Mais là ne s’arrêtent pas les heureuses conséquences qui découlent naturellement du texte découvert par M. Worp[1]. En même temps qu’il m’en transmettait la copie, ce dernier me demandait si j’avais connaissance de ce tableau de Judas, si vanté par Huygens, et dont la trace était perdue. Par une rencontre assurément fort imprévue, j’avais eu l’occasion de le voir deux jours auparavant, à Paris même, chez M. Haro, qui en est aujourd’hui le possesseur. Au premier aspect le caractère rembranesque de la composition, des types et du clair-obscur m’avait frappé ; mais à raison d’une inexpérience encore notoire dans la répartition de la lumière, aussi bien que de certaines gaucheries dans la facture, j’aurais peut-être hésité à attribuer cet ouvrage au maître lui-même, si la figure de Judas n’avait frappé mon attention. Cette figure, je me rappelais l’avoir vue bien des fois en feuilletant l’œuvre de Joris van Vliet, un graveur assez médiocre, mais dont la vie à ce moment s’est trouvée mêlée de près à celle de Rembrandt et à qui nous devons la connaissance de quelques-unes des peintures encore exécutées à Leyde par ce dernier et qui ont maintenant disparu. Gravé par van Vliet en contre-partie et seulement jusqu’à mi-corps, ce Judas porte, avec la date 1634, la mention Rembrandt inventor. En me référant au catalogue de Bartsch[2], j’avais lu la note suivante : « Les éditeurs du catalogue de Gersaint racontent au sujet de ce morceau qu’ils ont vu un beau tableau de Judas rapportant dans le conseil des juifs les trente deniers, prix de sa trahison, et que la tête de Judas y était la même que celle que van Vliet a gravée dans ce tableau. » J’étais donc déjà fixé sur l’attribution, quand le surlendemain la lettre de M. Worp achevait de dissiper tous mes doutes au sujet de l’authenticité de cette peinture, dont les moindres détails s’accordent avec la description que Huygens en a faite, évidemment en présence de l’œuvre elle-même[3]. En dépit des maladresses et des incorrections qu’on y remarque, cette œuvre est très caractéristique, et la figure de Judas suffit à expliquer l’admiration qu’elle avait inspirée à Huygens.

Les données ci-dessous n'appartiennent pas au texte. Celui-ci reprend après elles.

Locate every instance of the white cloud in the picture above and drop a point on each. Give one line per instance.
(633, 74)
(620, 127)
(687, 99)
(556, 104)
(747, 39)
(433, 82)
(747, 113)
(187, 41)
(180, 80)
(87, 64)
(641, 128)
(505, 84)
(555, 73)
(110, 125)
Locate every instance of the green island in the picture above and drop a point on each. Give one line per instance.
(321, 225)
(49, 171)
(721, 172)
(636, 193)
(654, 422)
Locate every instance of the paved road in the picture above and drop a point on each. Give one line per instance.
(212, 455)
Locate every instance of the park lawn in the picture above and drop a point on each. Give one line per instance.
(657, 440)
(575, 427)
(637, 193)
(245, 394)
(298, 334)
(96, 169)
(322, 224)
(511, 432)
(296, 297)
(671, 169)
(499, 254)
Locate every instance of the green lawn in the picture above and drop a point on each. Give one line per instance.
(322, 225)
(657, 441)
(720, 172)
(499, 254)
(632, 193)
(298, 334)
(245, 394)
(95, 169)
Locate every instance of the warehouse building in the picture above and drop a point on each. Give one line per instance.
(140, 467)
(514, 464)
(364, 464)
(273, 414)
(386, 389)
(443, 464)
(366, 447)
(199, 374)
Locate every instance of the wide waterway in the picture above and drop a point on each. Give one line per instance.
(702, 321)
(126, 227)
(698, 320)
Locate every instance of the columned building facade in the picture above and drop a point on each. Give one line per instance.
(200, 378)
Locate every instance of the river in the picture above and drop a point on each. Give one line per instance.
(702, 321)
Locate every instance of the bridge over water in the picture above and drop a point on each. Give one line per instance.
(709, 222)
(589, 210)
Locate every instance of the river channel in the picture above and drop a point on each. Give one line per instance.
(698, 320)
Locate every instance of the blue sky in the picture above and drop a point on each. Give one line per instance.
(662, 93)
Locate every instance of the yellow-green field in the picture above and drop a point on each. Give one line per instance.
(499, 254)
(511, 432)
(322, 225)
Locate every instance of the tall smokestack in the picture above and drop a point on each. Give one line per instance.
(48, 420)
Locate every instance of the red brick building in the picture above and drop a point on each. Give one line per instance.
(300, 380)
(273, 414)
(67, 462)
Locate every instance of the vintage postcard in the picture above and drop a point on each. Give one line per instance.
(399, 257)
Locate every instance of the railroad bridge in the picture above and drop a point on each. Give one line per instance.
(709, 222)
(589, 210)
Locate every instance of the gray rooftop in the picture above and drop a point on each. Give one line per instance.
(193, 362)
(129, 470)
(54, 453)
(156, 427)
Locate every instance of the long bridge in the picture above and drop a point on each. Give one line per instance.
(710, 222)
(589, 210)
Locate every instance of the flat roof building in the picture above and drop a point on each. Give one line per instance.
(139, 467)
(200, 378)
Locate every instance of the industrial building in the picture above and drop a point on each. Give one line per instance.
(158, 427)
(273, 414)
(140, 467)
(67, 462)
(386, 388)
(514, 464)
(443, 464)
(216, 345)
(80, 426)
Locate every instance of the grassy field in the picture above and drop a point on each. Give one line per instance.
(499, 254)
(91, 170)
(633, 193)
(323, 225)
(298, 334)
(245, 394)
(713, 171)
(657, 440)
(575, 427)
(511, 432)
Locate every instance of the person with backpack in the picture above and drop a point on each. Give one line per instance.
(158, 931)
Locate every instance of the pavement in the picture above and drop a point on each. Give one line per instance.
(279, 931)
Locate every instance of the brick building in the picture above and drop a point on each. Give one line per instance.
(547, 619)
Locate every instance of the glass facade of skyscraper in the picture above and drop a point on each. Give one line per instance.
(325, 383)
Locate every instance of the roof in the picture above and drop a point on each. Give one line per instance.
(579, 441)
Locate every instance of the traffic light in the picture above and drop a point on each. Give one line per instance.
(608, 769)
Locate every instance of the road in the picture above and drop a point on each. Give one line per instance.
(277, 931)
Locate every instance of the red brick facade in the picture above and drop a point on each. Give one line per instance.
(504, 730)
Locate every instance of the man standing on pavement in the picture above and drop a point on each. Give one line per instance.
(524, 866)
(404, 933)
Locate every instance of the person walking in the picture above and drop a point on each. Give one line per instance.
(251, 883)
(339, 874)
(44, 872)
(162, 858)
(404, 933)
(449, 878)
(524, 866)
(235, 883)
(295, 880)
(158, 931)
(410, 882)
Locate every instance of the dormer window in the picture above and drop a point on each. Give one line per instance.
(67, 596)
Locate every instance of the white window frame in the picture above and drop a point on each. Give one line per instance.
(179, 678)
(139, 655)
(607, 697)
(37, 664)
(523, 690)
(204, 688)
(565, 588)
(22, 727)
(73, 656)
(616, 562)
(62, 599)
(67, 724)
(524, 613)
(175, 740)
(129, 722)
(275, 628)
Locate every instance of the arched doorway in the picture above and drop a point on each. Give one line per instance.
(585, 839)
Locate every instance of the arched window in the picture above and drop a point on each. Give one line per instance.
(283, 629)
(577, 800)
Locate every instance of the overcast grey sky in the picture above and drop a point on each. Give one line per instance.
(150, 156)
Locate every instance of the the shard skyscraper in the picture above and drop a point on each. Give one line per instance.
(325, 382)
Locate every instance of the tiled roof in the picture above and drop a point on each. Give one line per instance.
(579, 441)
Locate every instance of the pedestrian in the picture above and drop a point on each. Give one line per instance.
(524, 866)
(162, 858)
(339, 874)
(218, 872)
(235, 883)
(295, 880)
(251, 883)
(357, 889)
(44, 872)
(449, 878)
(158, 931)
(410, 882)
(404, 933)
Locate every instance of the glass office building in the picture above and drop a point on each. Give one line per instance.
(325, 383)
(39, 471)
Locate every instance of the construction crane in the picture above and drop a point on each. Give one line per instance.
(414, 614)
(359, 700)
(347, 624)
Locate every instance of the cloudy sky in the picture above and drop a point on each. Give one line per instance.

Mais, sans

  1. L’autobiographie à laquelle sont empruntés ces détails se trouve à la fin d’un des manuscrits de Huygens que possède la Bibliothèque de l’Académie des sciences à Amsterdam. C’est en préparant une édition de tous les poèmes de son célèbre compatriote que M. Worp a découvert cet opuscule.
  2. Cette planche y est classée sous le n° 22, avec le titre : Homme affligé.
  3. Le tableau, du reste, a été mentionné dans son Catalogue raisonné (n° 90), par Smith, qui ne l’avait pas vu, mais qui le décrit d’après une assez mauvaise gravure qu’un artiste anglais, nommé Dunkarton, en avait faite lorsqu’il se trouvait, en Angleterre, chez I. Fanshawe.